One hundred and thirty-two people were feared dead when a Chinese jetliner crashed Monday afternoon in the southern province of Guangxi.
China’s Civil Aviation Administration revealed a China Eastern’s Boeing 737-800, carrying 123 passengers and nine crew members was flying from Kunming to Guangzhou when it went down in the southern province of Guangxi.
The Chinese aviation officials said hundreds of rescuers are now dispatched to work on the wreckage area.
Sources said all on-board the flight could be dead since a huge fire erupted when the plane hit the ground.
Based on the data from flight-tracking website FlightRadar24, the plane lifted off at 1:11 p.m. local time (1:11 a.m. ET), then began plummeting about an hour into the two-hour flight, falling 29,000 feet in just minutes.
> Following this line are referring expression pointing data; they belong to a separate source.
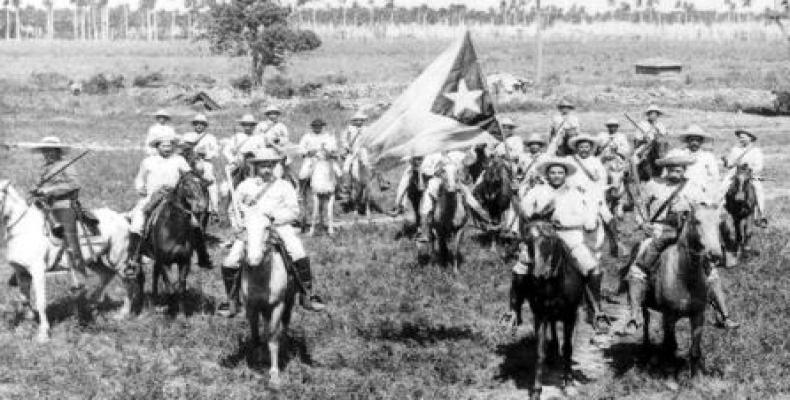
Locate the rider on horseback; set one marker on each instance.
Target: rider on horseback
(571, 213)
(668, 199)
(747, 153)
(157, 173)
(58, 196)
(276, 199)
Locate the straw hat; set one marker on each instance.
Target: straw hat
(654, 108)
(570, 168)
(740, 132)
(200, 119)
(695, 131)
(674, 158)
(266, 154)
(247, 119)
(535, 138)
(163, 113)
(272, 109)
(162, 137)
(50, 142)
(583, 137)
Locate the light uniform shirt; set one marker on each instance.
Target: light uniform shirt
(157, 172)
(312, 142)
(705, 171)
(274, 133)
(279, 201)
(154, 131)
(617, 145)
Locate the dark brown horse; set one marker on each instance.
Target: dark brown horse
(554, 289)
(678, 287)
(493, 192)
(740, 202)
(174, 233)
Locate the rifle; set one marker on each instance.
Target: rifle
(48, 178)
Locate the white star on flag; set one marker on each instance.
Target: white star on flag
(465, 99)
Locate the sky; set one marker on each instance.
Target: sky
(590, 5)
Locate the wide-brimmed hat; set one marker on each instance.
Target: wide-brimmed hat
(247, 119)
(570, 168)
(535, 138)
(272, 109)
(200, 119)
(740, 132)
(583, 137)
(653, 108)
(695, 131)
(266, 154)
(163, 113)
(50, 142)
(507, 121)
(674, 158)
(565, 103)
(162, 137)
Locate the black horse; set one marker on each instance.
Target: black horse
(174, 233)
(554, 289)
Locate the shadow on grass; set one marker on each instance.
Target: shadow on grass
(520, 363)
(293, 345)
(419, 333)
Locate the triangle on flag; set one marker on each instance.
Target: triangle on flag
(447, 107)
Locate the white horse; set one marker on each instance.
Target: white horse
(32, 252)
(267, 290)
(323, 181)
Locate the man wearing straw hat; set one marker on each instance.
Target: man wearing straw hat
(275, 198)
(567, 209)
(746, 153)
(273, 131)
(208, 146)
(58, 194)
(161, 126)
(667, 198)
(157, 172)
(563, 126)
(705, 169)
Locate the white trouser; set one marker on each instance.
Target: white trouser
(574, 239)
(293, 245)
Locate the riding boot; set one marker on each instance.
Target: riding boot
(307, 300)
(133, 251)
(719, 302)
(594, 280)
(228, 308)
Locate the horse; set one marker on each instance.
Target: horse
(32, 251)
(494, 192)
(740, 202)
(173, 234)
(450, 217)
(678, 287)
(555, 290)
(323, 181)
(267, 289)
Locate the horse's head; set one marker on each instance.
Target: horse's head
(190, 193)
(257, 226)
(702, 230)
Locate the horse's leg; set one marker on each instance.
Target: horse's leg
(39, 281)
(275, 331)
(568, 326)
(330, 214)
(540, 332)
(696, 361)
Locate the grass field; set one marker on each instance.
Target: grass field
(395, 330)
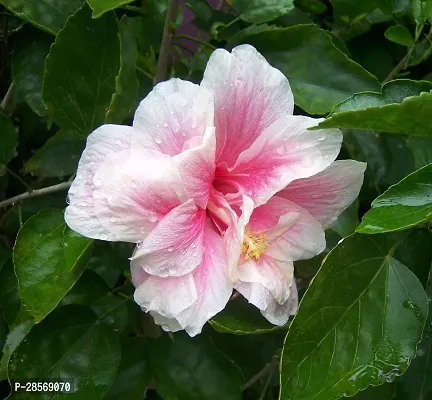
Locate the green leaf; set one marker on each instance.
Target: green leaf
(297, 50)
(191, 369)
(49, 258)
(100, 7)
(406, 204)
(8, 140)
(28, 65)
(388, 111)
(80, 80)
(123, 102)
(241, 318)
(134, 373)
(258, 11)
(10, 301)
(69, 344)
(358, 323)
(422, 11)
(49, 15)
(17, 332)
(58, 157)
(421, 149)
(400, 35)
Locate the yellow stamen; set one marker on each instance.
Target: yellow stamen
(254, 244)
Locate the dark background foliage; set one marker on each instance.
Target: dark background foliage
(67, 313)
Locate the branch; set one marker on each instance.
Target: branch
(162, 65)
(267, 369)
(35, 193)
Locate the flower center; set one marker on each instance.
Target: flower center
(254, 244)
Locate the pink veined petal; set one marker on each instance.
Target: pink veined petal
(296, 236)
(174, 112)
(175, 245)
(270, 286)
(328, 193)
(166, 296)
(106, 141)
(249, 96)
(196, 167)
(132, 195)
(285, 151)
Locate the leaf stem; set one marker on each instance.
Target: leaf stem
(164, 53)
(35, 193)
(197, 40)
(267, 369)
(17, 177)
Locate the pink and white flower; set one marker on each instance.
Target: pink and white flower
(220, 186)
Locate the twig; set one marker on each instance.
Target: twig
(164, 53)
(267, 369)
(35, 193)
(7, 97)
(194, 39)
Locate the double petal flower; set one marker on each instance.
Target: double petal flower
(219, 186)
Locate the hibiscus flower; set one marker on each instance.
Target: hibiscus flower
(219, 186)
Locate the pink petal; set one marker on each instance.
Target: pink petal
(328, 193)
(132, 195)
(166, 296)
(174, 112)
(197, 166)
(269, 285)
(249, 96)
(175, 245)
(80, 215)
(285, 151)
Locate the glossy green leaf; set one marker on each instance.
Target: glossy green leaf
(191, 369)
(123, 102)
(241, 318)
(80, 80)
(296, 51)
(69, 344)
(406, 204)
(58, 157)
(388, 111)
(400, 35)
(421, 149)
(8, 140)
(49, 258)
(28, 65)
(134, 373)
(258, 11)
(49, 15)
(100, 7)
(10, 301)
(17, 332)
(358, 323)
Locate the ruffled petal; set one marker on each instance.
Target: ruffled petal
(174, 112)
(175, 245)
(106, 141)
(328, 193)
(284, 152)
(249, 96)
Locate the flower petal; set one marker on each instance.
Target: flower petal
(166, 296)
(296, 236)
(132, 195)
(80, 215)
(197, 166)
(175, 245)
(269, 285)
(174, 112)
(249, 96)
(328, 193)
(285, 151)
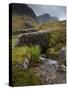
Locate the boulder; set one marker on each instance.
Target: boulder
(23, 65)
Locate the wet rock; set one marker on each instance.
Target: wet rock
(62, 56)
(23, 65)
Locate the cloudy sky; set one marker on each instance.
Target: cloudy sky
(58, 11)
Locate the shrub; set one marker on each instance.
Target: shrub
(20, 53)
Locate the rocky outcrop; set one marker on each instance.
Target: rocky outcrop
(34, 38)
(45, 18)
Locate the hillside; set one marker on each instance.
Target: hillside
(45, 18)
(22, 16)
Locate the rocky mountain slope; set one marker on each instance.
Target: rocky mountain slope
(46, 17)
(22, 16)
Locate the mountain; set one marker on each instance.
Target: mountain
(46, 17)
(22, 16)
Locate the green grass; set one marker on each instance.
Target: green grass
(24, 77)
(20, 53)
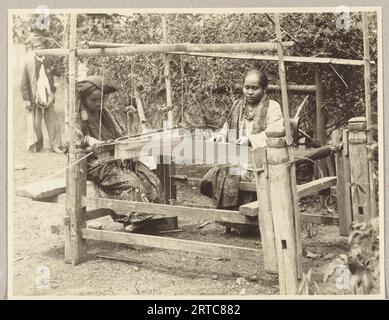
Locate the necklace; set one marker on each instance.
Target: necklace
(247, 113)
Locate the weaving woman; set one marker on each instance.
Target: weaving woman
(126, 179)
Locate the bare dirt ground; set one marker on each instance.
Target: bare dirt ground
(38, 241)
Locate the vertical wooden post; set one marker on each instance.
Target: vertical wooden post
(265, 219)
(141, 113)
(281, 69)
(367, 78)
(166, 61)
(76, 174)
(359, 170)
(165, 169)
(320, 127)
(289, 140)
(343, 187)
(285, 219)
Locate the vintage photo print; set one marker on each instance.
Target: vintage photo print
(195, 153)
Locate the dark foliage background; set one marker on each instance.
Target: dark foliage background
(203, 88)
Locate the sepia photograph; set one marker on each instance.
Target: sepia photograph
(194, 153)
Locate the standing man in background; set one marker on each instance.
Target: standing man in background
(38, 92)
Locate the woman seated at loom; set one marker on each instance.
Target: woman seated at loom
(249, 117)
(127, 179)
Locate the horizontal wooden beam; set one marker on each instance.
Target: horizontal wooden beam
(181, 47)
(252, 209)
(111, 51)
(185, 149)
(314, 186)
(90, 215)
(319, 219)
(296, 59)
(195, 182)
(211, 249)
(124, 207)
(52, 52)
(42, 189)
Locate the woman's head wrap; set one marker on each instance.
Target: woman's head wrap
(91, 83)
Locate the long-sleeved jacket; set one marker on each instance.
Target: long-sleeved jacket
(268, 114)
(28, 85)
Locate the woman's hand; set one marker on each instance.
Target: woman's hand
(244, 141)
(92, 142)
(218, 138)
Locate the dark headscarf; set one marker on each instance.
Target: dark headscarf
(88, 123)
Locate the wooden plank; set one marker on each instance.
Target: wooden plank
(122, 206)
(369, 122)
(319, 219)
(320, 129)
(165, 169)
(254, 56)
(232, 55)
(360, 186)
(42, 189)
(282, 75)
(172, 145)
(282, 208)
(314, 186)
(296, 211)
(340, 189)
(76, 172)
(264, 212)
(182, 47)
(139, 106)
(250, 209)
(90, 215)
(214, 250)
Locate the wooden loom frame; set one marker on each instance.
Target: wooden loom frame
(76, 200)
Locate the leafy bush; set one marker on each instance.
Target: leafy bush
(203, 88)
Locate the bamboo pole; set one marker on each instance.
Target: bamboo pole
(182, 47)
(281, 69)
(367, 78)
(76, 173)
(254, 56)
(166, 62)
(227, 55)
(320, 129)
(264, 45)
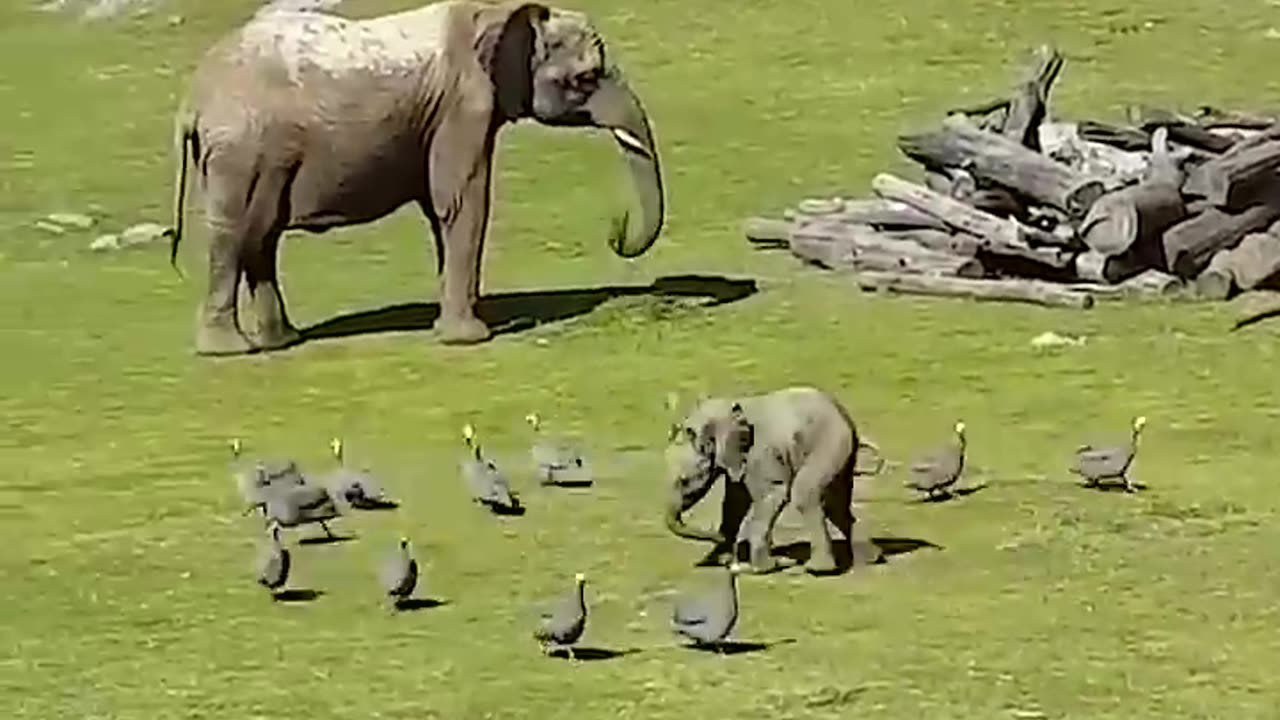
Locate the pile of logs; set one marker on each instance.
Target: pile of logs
(1013, 206)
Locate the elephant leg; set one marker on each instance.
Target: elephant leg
(218, 331)
(837, 501)
(273, 328)
(460, 183)
(734, 507)
(812, 493)
(758, 528)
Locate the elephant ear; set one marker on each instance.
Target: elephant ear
(734, 441)
(507, 48)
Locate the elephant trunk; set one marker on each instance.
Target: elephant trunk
(679, 528)
(616, 108)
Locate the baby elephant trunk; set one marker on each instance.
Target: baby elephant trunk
(676, 524)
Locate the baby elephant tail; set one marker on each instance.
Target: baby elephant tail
(880, 459)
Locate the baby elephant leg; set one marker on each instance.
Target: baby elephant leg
(758, 528)
(818, 490)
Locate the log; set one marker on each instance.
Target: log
(960, 215)
(1120, 137)
(1180, 128)
(988, 290)
(1029, 104)
(1248, 265)
(1150, 283)
(1138, 215)
(840, 246)
(1192, 244)
(1234, 180)
(991, 158)
(767, 231)
(881, 213)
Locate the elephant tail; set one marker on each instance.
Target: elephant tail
(186, 140)
(880, 459)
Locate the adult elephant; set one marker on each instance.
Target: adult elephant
(310, 121)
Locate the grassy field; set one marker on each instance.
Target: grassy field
(127, 583)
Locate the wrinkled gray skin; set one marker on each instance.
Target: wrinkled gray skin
(310, 121)
(790, 446)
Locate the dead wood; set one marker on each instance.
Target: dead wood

Local police began receiving calls from witnesses around 2:30 p.m.
According to reports, China Eastern, headquartered in Shanghai, is one of the three major airlines in China, operates more than 730 planes, and annually flies 130 million passengers to 1,036 destinations in 170 countries and regions.
The aviation experts said the crash is considered the deadliest in years in China.
The airline crash record in China state that the country’s deadliest civilian jetliner crash came in 2010 when a plane crashed in Yichun and killed 44 out of the 96 people aboard.